If the goal is to extract data from your source system - and only insert/update changed data into your destination - then there are a couple of options:
- Extract from source - load to staging table on destination - MERGE to target
- Extract from source - load to staging table on destination - UPSERT to target
- Extract from source - use SCD transformation in SSIS to INSERT/UPDATE to target
For Items 1 and 2 - truncate the staging table - use a simple data flow from the source system to the destination system into a staging table. Use a SQL Execution task to execute a stored procedure on the destination system that performs either a MERGE or UPSERT (INSERT/UPDATE) to the final target table.
For Item 3 - use the SCD transformation, define the source table/query - the destination table - the defined business keys and SSIS will build the data flow as insert/update operations based on the existence of those business keys in the destination.

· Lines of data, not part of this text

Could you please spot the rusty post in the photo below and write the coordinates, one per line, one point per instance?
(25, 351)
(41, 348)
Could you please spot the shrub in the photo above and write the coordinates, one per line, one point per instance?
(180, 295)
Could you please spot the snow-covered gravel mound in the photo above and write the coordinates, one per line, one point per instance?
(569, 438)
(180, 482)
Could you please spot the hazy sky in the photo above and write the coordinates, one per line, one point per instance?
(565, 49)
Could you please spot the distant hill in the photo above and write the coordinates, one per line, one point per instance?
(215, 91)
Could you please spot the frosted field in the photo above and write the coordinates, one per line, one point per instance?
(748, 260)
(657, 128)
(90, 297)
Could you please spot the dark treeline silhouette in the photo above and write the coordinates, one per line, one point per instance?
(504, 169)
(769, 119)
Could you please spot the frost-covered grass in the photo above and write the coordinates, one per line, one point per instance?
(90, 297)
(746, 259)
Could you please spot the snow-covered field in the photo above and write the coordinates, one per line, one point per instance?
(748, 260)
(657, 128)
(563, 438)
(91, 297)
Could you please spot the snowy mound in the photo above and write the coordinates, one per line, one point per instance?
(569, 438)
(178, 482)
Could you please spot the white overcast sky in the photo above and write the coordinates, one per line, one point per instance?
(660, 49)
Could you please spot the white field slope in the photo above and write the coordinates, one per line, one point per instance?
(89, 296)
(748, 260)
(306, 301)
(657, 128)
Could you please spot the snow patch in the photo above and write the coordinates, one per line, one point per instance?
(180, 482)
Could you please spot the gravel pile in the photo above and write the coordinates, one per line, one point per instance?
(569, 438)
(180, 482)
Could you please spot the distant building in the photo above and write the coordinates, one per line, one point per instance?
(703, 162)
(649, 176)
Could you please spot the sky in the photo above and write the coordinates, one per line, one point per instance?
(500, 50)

For any of these - you need to evaluate whether or not you want to update the data that already exists - and what determines that the data should be updated. For example - for MERGE you would add criteria on the WHEN MATCHED:
WHEN MATCHED
AND (
target.column1 <> source.column1
OR target.column2 <> source.column2
)
THEN
UPDATE ...
For an UPSERT:
BEGIN TRANSACTION;
UPDATE t
SET ...
FROM target t
JOIN source s ON s.key = t.key
WHERE t.column1 <> s.column1
OR t.column2 <> t.column2
INSERT INTO target
SELECT ...
FROM source s
WHERE NOT EXISTS (SELECT * FROM target t WHERE t.key = s.key)
COMMIT TRANSACTION;
For the UPSERT method - I would recommend putting the whole thing inside a try/catch block with error checking to about the transaction if either the update or insert fails.
Extracting a million rows from the source shouldn't be an issue - unless there is a performance problem pulling that much data across the network. If that is the case, it doesn't matter what method - you are going to have the same performance issue.